Let $0<a<b$, and let $A, B \in \mathbb{R}^{n \times n}$ be two positive definite symmetric matrices.
My question is: is the matrix $M \in \mathbb{R}^{2n \times 2n}$ be defined by \begin{align*} M = \begin{bmatrix} bA & aB\\ aA & bB \end{bmatrix} \end{align*} positive definite or not? (In the sense $x^\intercal (M + M^\intercal) x >0$ for any nonzero $x \in \mathbb{R}^{2n}$.)
I tried the following.
We know that the symmetric matrix $P$ defined by \begin{align*} P = \begin{bmatrix} bA & a(AB)^{\frac{1}{2}}\\ a(BA)^{\frac{1}{2}} & bB \end{bmatrix} \end{align*} is positive definite, because it writes as \begin{align*} P = L^\intercal D L, \qquad \text{for }D = \frac{1}{2} \begin{bmatrix} (a+b)A & 0 \\ 0 & (b-a)A \end{bmatrix}, \quad L = \begin{bmatrix} I_n & A^{-\frac{1}{2}} B^{\frac{1}{2}}\\ I_n & - A^{-\frac{1}{2}} B^{\frac{1}{2}} \end{bmatrix} \end{align*} and $D$ is positive definite (hence, $x^\intercal P x = (Lx)^\intercal P (Lx)>0$ for any nonzero $x \in \mathbb{R}^{2n}$).

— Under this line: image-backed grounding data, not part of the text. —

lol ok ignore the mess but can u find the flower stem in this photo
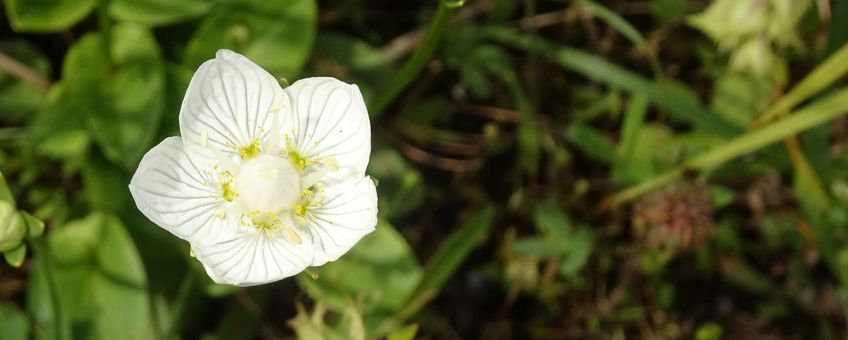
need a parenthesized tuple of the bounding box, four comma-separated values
(369, 0, 464, 117)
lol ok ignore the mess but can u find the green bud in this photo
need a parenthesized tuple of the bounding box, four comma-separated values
(0, 202, 25, 252)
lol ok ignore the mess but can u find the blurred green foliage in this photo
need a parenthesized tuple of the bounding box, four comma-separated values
(1, 0, 848, 338)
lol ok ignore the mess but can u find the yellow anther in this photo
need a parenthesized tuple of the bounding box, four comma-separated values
(220, 171, 238, 202)
(238, 139, 261, 160)
(293, 203, 308, 217)
(243, 211, 280, 230)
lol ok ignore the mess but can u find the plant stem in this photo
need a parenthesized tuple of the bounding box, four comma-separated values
(369, 0, 463, 117)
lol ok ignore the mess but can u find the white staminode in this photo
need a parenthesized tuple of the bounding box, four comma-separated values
(129, 49, 378, 286)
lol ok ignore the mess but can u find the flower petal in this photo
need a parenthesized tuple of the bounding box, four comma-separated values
(179, 49, 289, 157)
(283, 77, 370, 178)
(129, 137, 237, 242)
(192, 228, 314, 286)
(306, 176, 378, 266)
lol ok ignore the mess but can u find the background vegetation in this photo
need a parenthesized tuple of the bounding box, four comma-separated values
(1, 0, 848, 338)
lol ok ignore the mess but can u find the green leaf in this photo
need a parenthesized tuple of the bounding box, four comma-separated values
(0, 304, 29, 340)
(709, 185, 735, 209)
(82, 153, 130, 212)
(533, 202, 572, 236)
(0, 171, 13, 205)
(752, 42, 848, 127)
(4, 243, 26, 267)
(312, 33, 396, 102)
(20, 211, 45, 238)
(565, 123, 616, 164)
(559, 227, 593, 276)
(485, 26, 740, 137)
(35, 213, 155, 339)
(63, 23, 165, 168)
(386, 323, 419, 340)
(403, 206, 495, 315)
(617, 95, 648, 159)
(711, 72, 771, 128)
(30, 85, 90, 163)
(298, 221, 422, 315)
(3, 0, 97, 32)
(184, 0, 317, 78)
(0, 202, 25, 252)
(513, 236, 567, 258)
(109, 0, 212, 26)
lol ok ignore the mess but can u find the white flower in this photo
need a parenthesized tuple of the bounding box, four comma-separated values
(129, 50, 377, 286)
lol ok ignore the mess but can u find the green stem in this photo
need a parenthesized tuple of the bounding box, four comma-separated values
(164, 273, 196, 340)
(369, 0, 463, 117)
(29, 238, 63, 340)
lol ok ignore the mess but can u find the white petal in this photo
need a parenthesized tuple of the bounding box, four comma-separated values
(179, 49, 290, 157)
(129, 137, 238, 242)
(306, 176, 378, 266)
(283, 77, 371, 178)
(192, 228, 314, 286)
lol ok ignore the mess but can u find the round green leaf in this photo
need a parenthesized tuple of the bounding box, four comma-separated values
(109, 0, 213, 26)
(298, 221, 422, 315)
(63, 23, 165, 168)
(35, 213, 154, 339)
(184, 0, 317, 78)
(3, 0, 96, 32)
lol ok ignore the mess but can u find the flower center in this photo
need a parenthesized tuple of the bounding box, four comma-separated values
(234, 154, 300, 214)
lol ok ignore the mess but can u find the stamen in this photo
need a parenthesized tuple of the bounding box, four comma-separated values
(220, 171, 238, 202)
(238, 139, 261, 160)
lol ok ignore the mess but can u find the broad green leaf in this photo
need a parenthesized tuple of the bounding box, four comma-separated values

Moreover, one can see the following relationship between $M$ and $P$: \begin{align*} M = C^{-1} P C, \qquad \text{for } C = \mathrm{diag}(A^\frac{1}{2}, B^{\frac{1}{2}}) \end{align*} Hence, we know that $M$ and $P$ have the same eigenvalues. However, $M$ is not symmetric, so I don't know if this information is of any use.
It is not always positive definite. Let $C=A^{-1/2}BA^{-1/2}$. Since $$ \pmatrix{A^{-1/2}\\ &A^{-1/2}}(M+M^T)\pmatrix{A^{-1/2}\\ &A^{-1/2}}=\pmatrix{2bI&a(I+C)\\ a(I+C)&2bC} $$ and $C$ can be unitary diagonalised, $M+M^T$ is positive definite if and only if $\pmatrix{2b&a(1+c)\\ a(1+c)&2bc}$ is positive definite for every eigenvalue $c$ of $C$. By Sylvester's criterion, the latter condition is equivalent to $4b^2c-a^2(1+c)^2>0$, which clearly isn't always satisfied.